September Update
What Students Will Learn
In Reading Students Will
Be able to work together to create a strong learning community and develop their perspectives on the essential unit question: How do people work together to create a strong community?
Students will finish reading Sarai Saves the Music, a novel about a young girl who inspires others to work with her to save her school’s music program. Students participate in interactive read alouds, practice engaging effectively in discussions, using context to determine the meanings of words, quoting accurately from the novel, and discussing how the challenges to which Sarai respond help the address the novel’s theme and the unit’s essential question. At the end of the novel, Sarai learns that others outside of her learning community have also worked to help make the community stronger.
Students will take a deep dive into the unit’s final text, Ghost. As a character, Ghost spends as much time trying to run away from himself as he does trying to run toward his goal of becoming the next Usain Bolt. This also interferes with his ability to interact well with his classmates and running teammates. In exploring how Ghost is similar to and different from other characters who might help him to respond more effectively to the challenges he faces, students will gain a deeper understanding of the kinds of relationships that must first exist before people can effectively work together. Students continue to participate in Think-Alouds and discussion, focusing on the novel’s use of idiom and metaphor, its development of Ghost’s similarities to and differences from other characters, and the relationship of the novel’s theme to the essential question.
In Writing Students Will
Students will engage in writers’ workshops and participate in activities that will foster a view of themselves as a community of writers. Students will set up and use a writing notebook, practice techniques for planning and developing their writing, and focus on the personal narrative genre. Sarai Saves the Music and Ghost will be used as mentor texts, providing examples of such narrative skills as establishing a situation, introducing and developing a narrator and characters, and using dialogue to engage readers. Students will begin to conference with the teacher regarding what they are writing. In addition, students will have ample opportunities to plan and share their writing in pairs, with the teacher, and with the class as a whole (on a voluntary basis). Throughout Unit 1, students engage in whole group, paired, and even some small group discussions about the core texts. They consider how sharing and building upon one another’s ideas creates knowledge, but is also an important part of creating a strong learning community. As speakers and listeners, they reflect about how all the ways they work together is helping them to build a strong community inside the walls of their own classroom.

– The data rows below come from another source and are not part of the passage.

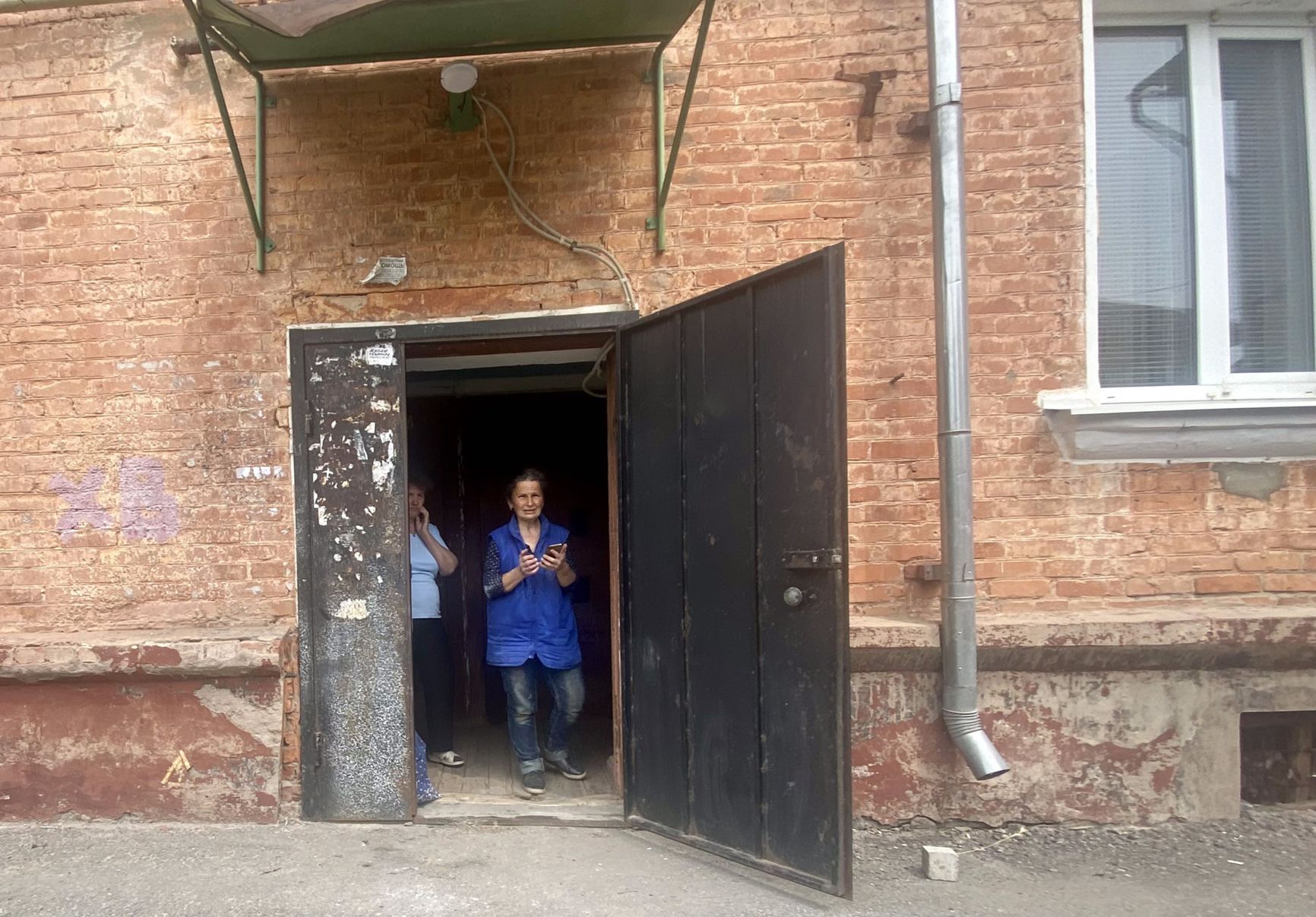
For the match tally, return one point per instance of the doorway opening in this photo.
(726, 579)
(474, 420)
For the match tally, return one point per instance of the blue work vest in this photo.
(535, 618)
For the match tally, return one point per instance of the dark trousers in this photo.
(432, 681)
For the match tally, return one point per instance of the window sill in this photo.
(1090, 429)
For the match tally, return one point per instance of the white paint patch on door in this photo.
(352, 609)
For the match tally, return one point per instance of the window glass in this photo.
(1267, 207)
(1147, 318)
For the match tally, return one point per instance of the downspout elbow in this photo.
(966, 732)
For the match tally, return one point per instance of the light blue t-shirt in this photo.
(425, 577)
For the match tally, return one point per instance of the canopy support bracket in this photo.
(665, 163)
(255, 199)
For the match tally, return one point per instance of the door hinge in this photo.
(821, 558)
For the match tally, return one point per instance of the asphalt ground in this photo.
(1262, 865)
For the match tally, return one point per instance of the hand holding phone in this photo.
(530, 564)
(555, 555)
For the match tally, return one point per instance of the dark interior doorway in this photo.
(470, 432)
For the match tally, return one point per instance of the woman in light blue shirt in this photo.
(432, 659)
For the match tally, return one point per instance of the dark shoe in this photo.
(533, 782)
(566, 769)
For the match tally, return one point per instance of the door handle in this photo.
(795, 596)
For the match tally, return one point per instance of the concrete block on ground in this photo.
(940, 863)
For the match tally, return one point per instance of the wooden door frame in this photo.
(485, 334)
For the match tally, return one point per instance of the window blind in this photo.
(1147, 323)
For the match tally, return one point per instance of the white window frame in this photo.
(1217, 384)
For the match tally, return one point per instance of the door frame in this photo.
(541, 324)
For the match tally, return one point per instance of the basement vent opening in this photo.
(1278, 758)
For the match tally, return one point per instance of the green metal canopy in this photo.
(311, 33)
(318, 33)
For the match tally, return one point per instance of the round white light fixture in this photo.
(458, 77)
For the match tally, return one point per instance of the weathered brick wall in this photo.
(142, 409)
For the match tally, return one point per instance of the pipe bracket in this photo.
(947, 93)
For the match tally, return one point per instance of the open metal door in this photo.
(735, 613)
(354, 625)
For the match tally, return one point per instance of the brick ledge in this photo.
(138, 654)
(1145, 638)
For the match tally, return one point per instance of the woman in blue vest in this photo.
(532, 632)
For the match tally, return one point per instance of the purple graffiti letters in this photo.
(149, 514)
(83, 507)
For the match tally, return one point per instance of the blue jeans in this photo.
(521, 687)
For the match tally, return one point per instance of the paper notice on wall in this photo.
(388, 270)
(378, 354)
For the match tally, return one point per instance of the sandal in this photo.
(448, 758)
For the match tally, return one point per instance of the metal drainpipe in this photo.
(954, 457)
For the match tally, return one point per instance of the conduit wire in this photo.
(596, 372)
(533, 220)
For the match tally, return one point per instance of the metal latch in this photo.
(823, 558)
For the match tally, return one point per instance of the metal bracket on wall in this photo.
(666, 163)
(206, 37)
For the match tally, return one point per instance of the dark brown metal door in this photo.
(735, 611)
(353, 618)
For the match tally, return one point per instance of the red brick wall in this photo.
(142, 381)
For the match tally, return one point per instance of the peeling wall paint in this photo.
(147, 511)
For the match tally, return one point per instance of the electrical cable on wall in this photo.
(533, 220)
(596, 370)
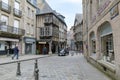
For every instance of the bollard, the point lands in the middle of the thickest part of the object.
(36, 66)
(36, 74)
(18, 73)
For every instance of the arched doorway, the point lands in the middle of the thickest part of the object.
(92, 44)
(106, 42)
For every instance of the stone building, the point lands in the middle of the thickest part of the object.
(29, 23)
(17, 26)
(11, 27)
(70, 39)
(78, 36)
(101, 35)
(49, 26)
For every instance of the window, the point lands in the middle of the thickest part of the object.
(27, 28)
(5, 1)
(17, 5)
(16, 26)
(32, 29)
(32, 14)
(5, 20)
(28, 12)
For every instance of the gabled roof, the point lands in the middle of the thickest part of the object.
(46, 9)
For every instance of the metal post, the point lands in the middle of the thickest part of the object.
(36, 71)
(36, 74)
(36, 66)
(18, 73)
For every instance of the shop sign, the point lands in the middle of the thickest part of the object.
(114, 11)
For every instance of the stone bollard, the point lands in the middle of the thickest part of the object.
(36, 74)
(36, 66)
(18, 73)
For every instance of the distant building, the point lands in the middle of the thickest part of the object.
(11, 27)
(51, 29)
(78, 32)
(70, 39)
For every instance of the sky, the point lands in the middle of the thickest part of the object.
(67, 8)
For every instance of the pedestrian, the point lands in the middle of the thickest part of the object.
(44, 50)
(16, 51)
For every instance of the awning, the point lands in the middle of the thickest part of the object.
(9, 39)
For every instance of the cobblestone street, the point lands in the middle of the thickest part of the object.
(54, 68)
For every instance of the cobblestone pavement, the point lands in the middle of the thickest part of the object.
(54, 68)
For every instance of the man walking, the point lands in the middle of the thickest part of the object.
(16, 51)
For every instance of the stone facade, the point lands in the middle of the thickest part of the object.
(51, 29)
(78, 30)
(101, 35)
(11, 28)
(14, 19)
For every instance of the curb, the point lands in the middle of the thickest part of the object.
(22, 60)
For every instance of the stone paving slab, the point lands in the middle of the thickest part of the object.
(54, 68)
(8, 60)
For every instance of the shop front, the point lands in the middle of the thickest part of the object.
(30, 45)
(7, 45)
(106, 40)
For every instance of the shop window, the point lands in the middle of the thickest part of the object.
(107, 48)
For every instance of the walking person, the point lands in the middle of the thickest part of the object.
(16, 51)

In Word Study Students Will
Focus on adding vowel suffix -ing to closed syllable words and then moves to Syllable Juncture patterns (VCCV, VCV, VVCV, VV, VCCCV) [V=Vowel, C= Consonant] examining contrasts in both spelling and meaning.
In Math Students Will
Topic A- Place Value Understanding for Whole Numbers
Students use multiplicative comparison statements to explain that a digit in one place represents 10 times as much as what it represents in the place to the right. Students notice how digits of a number shift when they multiply or divide by a power of 10 and express a power of 10
in exponential form. Then students find products and quotients by using powers of 10 and convert metric measurements from larger to smaller units.

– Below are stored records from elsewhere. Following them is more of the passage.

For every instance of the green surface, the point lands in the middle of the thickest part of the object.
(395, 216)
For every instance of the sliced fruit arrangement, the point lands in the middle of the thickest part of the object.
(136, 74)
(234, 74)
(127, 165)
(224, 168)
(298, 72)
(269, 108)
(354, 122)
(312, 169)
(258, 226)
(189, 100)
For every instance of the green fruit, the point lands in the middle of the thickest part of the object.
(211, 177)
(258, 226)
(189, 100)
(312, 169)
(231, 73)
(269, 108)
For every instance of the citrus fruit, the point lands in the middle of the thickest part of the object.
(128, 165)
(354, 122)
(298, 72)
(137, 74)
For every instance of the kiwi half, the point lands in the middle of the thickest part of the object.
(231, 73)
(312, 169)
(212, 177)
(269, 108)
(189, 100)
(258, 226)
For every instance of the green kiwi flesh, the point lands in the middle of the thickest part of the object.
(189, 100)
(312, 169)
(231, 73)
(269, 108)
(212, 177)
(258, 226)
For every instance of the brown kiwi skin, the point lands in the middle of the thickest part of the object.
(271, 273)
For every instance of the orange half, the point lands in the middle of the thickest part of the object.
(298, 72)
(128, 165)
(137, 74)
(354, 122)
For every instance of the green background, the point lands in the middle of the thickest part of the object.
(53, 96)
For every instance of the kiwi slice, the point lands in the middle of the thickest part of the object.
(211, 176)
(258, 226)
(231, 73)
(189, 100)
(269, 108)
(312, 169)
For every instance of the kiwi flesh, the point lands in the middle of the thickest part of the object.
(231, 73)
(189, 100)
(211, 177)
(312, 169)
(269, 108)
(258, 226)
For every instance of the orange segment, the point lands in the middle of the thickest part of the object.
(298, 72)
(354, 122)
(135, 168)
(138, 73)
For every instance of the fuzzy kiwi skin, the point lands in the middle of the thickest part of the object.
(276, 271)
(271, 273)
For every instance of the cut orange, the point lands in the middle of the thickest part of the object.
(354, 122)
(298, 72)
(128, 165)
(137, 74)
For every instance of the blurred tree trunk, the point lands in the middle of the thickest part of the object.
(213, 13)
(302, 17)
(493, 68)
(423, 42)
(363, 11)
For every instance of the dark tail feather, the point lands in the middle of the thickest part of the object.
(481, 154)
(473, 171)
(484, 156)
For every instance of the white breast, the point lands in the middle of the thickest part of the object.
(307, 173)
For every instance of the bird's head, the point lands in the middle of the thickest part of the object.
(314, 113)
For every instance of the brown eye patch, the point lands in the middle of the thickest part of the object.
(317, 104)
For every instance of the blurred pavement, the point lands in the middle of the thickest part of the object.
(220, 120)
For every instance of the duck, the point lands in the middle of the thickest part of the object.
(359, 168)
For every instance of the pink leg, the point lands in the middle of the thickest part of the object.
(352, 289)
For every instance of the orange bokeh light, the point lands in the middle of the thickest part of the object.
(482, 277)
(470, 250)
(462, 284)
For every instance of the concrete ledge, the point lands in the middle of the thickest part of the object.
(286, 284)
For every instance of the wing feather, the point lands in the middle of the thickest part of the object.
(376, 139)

Topic B- Multiplication of Whole Numbers
Students build fluency with multiplying multi-digit numbers by using the standard algorithm. They use place value understanding to visualize the decomposition of factors while they multiply a single digit at a time by another single digit in the standard algorithm.
Topic C- Division of Whole Numbers
Students use methods based on place value to find quotients of whole numbers with up to four-digit dividends and two-digit divisors. They estimate quotients, then use tape diagrams, area models, and vertical form to record quotients and remainders.
In Science Students Will
Students engage in their first investigation with the Patterns of Earth and Sky Simulation and use the data they collect to create a physical model that helps them understand where stars are located in space. Students investigate the distance from Earth to the sun and to other stars using the Patterns of Earth and Sky Simulation. Then, the class uses data that students have gathered to make a scale model of Earth, the sun, and four other stars. As students position the stars in the scale model according to their relative distances from Earth, they see that the sun and Earth are in close proximity, while other stars are spread far apart and across the room. From these activities, and from gathering additional evidence in How Big Is Big? How Far Is Far?, students learn that the sun is the only star in our solar system. All other stars are very far outside our solar system, spread in all directions and at distances that are almost beyond imagining.